Written by Sarah Harris, Barbara Fox, and Robin Birkel
Hurricane Sandy caused havoc in New Jersey. Princetonians suffered downed trees, road closures, power outages, school and business closures, sporadic cell service, and no Comcast or FiOS phone service.
Princeton has long been one of the most wired towns in the nation. So when Sandy hit, and virtually all of Princeton lost power and phone service, lots of people were frantic, not just to notify family members that they were safe, but to conduct business. The next day Princeton United Methodist Church opened its doors. That day, and the entire week, Pastor Jana Purkis-Brash, Music Director Hyosang Park, and church members plugged in the coffee pot and posted a sign on the lawn. It read: Come in! Get warm! Charge and use our wi-fi!
We provided a safe and warm environment for charging cell phones and other devices, staying connected with family and friends, reading, studying, and working. Additionally, we served meals to those not able to cook.
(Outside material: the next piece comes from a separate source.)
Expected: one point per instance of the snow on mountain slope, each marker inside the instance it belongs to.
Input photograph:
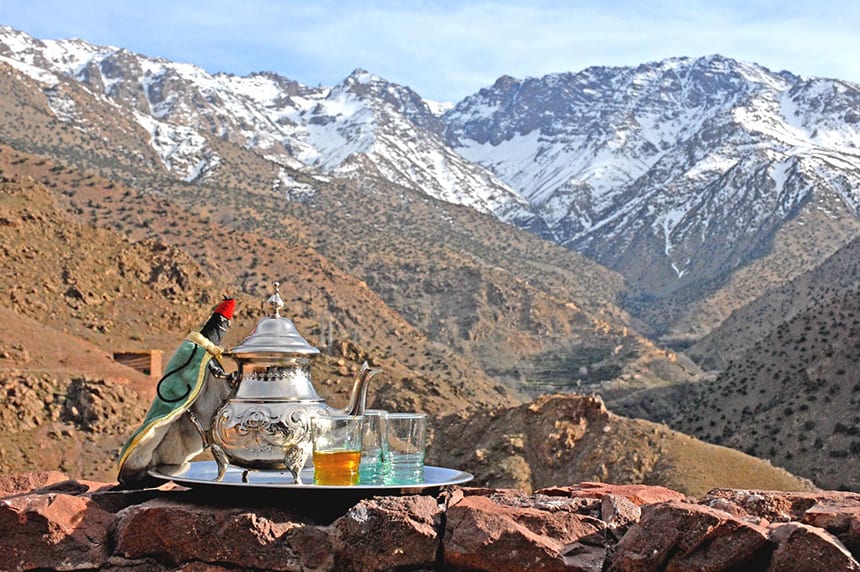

Wednesday, two dozen passersby sought brief refuge from the cold, plus nearly 100 people spent the day. Church members hosted in the Sanford Davis room. Then at 4 p.m. the Cornerstone Community Kitchen team converted it into a dining room. The menu was roast pork, mashed potatoes, salad, and dessert for 73 hungry people.
Thursday, PUMC hosted 75 wi-fi users, everyone from entrepreneurs who stayed all day, to frustrated travelers needing a computer to update their itinerary, to families with children who just dropped by. Some were referred by the Princeton Public Library, which with thousands of visitors daily was having trouble meeting the enormous demand. Even PUMC’s wi-fi had faltered because of too many users, so two more wi-fi nodes were added. We served breakfast, lunch, and another Cornerstone Community Kitchen dinner. This time it was spaghetti for 100 people. At that point, many in Princeton still had no power, and it was getting quite cold.
PUMC hosted lunch again on Friday, and breakfast and lunch was offered on Saturday. Of course, all of these services were provided free of charge.
“You imagine that this is what a church should do, but you rarely ever see it done,” said Princeton resident Diana Rhodes, one of the grateful visitors. “What a wonderful service you have provided!”
Meanwhile, outside of the church, PUMCers were living their faith. More than a dozen in the youth group responded to a plea for help to clean the property of a church member living alone. Generators were brought to several families who are vulnerable to the cold, including someone new to the community.